ESCRITOS
Como redescobrir esta cidade
por Lourenço Diaféria

Roberto Santos fez agora simplesmente isto: enclausurou em sua câmera mágica todas as cores e todas as vibrações da mulher desejada, para exibi-la na sacada maravilhosa de sua arte sem tamanho, como propriedade perene e definitiva. O estouvado e pretensioso homem de quarenta, que julgava haver conquistado o direito de usucapião nesse afeto curtido vê chegar Roberto Santos e liquidar com as paixões menores e os namoricos de esquina. Foi logo pedindo a doce mulher em casamento. Deposou-a, deu-lhe nome, casa comida, teto, boa cama, enfim, aquele conforte... E é com não pequena emoção que vejo passear de barco dado, agarradinho, com aquele monumento de formosura. Pois a mulher é de fato formosa, sedutora, magnífica.

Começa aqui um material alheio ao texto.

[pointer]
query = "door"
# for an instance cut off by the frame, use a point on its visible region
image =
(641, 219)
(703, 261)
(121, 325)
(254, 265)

Estou falando, claro da última conquista de Roberto Santos: O programa “O Poeta e a Cidade”, que assisti segunda à noite, pela TV Cultura. Essa cidade é a mulher em que sou vidrado. Mas Roberto Santos é muito mais. Isso me emociona. A Torre de Santa Cecília, a praça e seus habitantes, o cinema de arrabalde, este céu e estas figuras vivas e mortas com que cruzamos sem prestar atenção – tudo isso está lá, palpitante, desdobrando-se em segredos entreabertos, como se de repente a cidade se oferece em toda sua impressentida força e ternura.

Este gesto de carinho de Roberto Santos só se explica como um ato de poesia e fidelidade e uma declaração de amor. O que só pode dar em casamento perfeito, naturalmente.